I have a large dataset and I have split it in:
On each set, I performed missing values imputation and feature selection (trained on the training set, and replicated into validation and test set) to avoid data leakage.
Now, I want to train an XGBoost model in Python and want to perform hyperparameter-tuning using the training set, and evaluate each parameter set with the validation set. How can I do this using a random approach such as in RandomizedSearchCV, so that I don't run all the parameter sets?
If I am correct, GridSearch and RandomizedSearchCV allow only cross-validation, which is not what I want, because splitting the preprocessed training set in folds will result in data leakage. I know I could build a sklearn pipeline where I do the preprocessing in each fold, but I would like to avoid the latter option.
I can only think about this code that runs each parameter set like in GridSearch:
from sklearn.model_selection import ParameterGrid
import xgboost as xgb
# Define your hyperparameter grid
param_grid = {
'max_depth': [3, 5, 7],
'learning_rate': [0.01, 0.1, 0.2],
'n_estimators': [100, 200, 300]
}
best_score = -1
best_params = {}
for params in ParameterGrid(param_grid):
model = xgb.XGBClassifier(**params)
model.fit(X_train, y_train)
val_score = model.score(X_val, y_val) # Or use a more specific metric
if val_score > best_score:
best_score = val_score
best_params = params
# Train the final model with the best hyperparameters
best_model = xgb.XGBClassifier(**best_params)
best_model.fit(X_train, y_train)
I understand your problem and tbh I don't have a clear cut answer. However, using the same validation set repeatedly like you propose is also not desired since you risk (over)fitting your hyperparams on that specific part of the data.

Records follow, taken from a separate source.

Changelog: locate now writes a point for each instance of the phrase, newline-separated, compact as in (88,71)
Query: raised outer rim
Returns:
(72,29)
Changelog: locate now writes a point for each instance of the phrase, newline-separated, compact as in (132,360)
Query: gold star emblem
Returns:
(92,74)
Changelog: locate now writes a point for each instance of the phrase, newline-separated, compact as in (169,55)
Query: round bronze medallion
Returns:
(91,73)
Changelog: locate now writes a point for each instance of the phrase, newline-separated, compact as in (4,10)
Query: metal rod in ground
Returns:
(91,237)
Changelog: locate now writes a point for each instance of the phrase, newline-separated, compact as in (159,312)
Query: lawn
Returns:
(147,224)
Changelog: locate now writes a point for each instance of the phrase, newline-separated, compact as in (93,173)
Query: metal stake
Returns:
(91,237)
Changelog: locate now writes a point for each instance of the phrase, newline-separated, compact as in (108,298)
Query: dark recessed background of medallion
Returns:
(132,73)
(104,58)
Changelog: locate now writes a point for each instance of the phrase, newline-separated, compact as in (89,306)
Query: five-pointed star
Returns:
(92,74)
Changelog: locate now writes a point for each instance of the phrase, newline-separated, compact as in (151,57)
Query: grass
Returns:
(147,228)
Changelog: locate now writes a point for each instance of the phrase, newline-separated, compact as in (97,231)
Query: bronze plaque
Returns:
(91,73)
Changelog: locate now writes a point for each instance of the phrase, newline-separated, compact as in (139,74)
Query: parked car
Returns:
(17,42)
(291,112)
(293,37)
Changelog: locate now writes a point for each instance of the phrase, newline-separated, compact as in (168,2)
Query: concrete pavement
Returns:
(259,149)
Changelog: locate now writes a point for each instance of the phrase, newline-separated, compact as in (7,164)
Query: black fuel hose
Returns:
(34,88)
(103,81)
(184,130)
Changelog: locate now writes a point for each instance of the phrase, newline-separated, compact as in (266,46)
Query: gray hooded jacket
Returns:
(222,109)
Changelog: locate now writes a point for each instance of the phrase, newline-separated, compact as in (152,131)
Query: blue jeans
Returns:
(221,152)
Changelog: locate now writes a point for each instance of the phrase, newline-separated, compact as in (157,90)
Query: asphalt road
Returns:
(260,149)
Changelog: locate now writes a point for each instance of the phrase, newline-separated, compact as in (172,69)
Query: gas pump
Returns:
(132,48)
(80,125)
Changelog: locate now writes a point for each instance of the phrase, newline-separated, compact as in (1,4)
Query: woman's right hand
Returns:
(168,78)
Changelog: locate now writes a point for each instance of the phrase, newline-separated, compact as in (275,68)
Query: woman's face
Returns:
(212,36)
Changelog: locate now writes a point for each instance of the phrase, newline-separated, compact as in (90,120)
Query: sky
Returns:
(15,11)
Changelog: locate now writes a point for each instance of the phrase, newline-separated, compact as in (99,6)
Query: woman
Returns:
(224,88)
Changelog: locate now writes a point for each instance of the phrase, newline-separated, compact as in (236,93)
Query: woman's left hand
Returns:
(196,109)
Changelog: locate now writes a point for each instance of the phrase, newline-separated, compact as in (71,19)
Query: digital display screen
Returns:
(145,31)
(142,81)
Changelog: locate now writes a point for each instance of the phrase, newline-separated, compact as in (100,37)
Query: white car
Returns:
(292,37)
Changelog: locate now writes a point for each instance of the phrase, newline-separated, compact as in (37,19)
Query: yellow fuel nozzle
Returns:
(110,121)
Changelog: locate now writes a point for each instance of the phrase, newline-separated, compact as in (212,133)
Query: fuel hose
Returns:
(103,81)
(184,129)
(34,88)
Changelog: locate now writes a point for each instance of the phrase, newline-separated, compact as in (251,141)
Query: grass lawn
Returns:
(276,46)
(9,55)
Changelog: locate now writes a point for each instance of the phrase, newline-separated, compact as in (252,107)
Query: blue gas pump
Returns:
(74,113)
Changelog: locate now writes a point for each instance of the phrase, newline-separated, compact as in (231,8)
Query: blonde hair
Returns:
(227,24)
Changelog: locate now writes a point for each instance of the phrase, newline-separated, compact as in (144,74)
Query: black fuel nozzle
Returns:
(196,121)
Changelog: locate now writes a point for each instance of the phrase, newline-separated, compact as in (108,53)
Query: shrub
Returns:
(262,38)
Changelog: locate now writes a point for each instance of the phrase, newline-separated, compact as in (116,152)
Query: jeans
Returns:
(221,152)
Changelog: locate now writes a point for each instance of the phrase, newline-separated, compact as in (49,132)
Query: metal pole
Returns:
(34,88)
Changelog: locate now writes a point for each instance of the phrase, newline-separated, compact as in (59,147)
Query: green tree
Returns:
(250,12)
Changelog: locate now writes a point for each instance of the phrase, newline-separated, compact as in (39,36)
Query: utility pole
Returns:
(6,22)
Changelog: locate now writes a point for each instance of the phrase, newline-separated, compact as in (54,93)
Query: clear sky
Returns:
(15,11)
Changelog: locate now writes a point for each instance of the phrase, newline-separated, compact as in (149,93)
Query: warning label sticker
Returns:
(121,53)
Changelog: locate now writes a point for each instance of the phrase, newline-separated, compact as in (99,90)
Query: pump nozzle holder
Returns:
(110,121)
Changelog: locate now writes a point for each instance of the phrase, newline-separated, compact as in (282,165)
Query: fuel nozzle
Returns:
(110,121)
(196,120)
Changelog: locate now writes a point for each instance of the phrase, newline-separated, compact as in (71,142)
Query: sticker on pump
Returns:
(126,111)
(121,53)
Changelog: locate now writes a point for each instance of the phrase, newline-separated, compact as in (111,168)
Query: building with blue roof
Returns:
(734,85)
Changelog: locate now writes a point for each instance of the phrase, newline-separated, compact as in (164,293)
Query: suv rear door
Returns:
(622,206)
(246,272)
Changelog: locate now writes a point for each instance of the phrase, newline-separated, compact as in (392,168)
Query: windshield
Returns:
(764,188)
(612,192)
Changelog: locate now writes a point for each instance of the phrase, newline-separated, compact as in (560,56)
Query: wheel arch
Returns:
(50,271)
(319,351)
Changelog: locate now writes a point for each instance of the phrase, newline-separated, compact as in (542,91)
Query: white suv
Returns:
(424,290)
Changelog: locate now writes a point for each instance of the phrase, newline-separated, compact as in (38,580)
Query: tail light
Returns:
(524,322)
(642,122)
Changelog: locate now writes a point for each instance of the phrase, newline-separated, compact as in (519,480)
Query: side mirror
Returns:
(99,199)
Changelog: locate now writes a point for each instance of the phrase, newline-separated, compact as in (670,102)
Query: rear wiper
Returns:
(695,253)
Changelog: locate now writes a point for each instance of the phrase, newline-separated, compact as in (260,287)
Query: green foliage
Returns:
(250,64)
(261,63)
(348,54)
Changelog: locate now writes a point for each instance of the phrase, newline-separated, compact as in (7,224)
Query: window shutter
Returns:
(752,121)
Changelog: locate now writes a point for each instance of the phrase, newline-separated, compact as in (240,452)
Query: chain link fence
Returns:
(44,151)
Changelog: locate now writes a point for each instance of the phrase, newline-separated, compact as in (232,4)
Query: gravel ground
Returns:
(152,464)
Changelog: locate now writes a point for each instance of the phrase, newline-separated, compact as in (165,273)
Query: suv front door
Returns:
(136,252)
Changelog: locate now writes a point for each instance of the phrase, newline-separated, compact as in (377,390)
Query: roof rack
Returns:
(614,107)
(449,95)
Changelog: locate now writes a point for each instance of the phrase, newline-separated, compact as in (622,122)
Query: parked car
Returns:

You could pre-specify the folds and impute the validation fold based on the other training folds. You could also accept that there is a small chance of leakage due to one or two observations ending up in the validation fold. Of course, this totally depends on your data and method of imputation. Wildly varying performance across the CV folds is an indicator that leakage is a problem.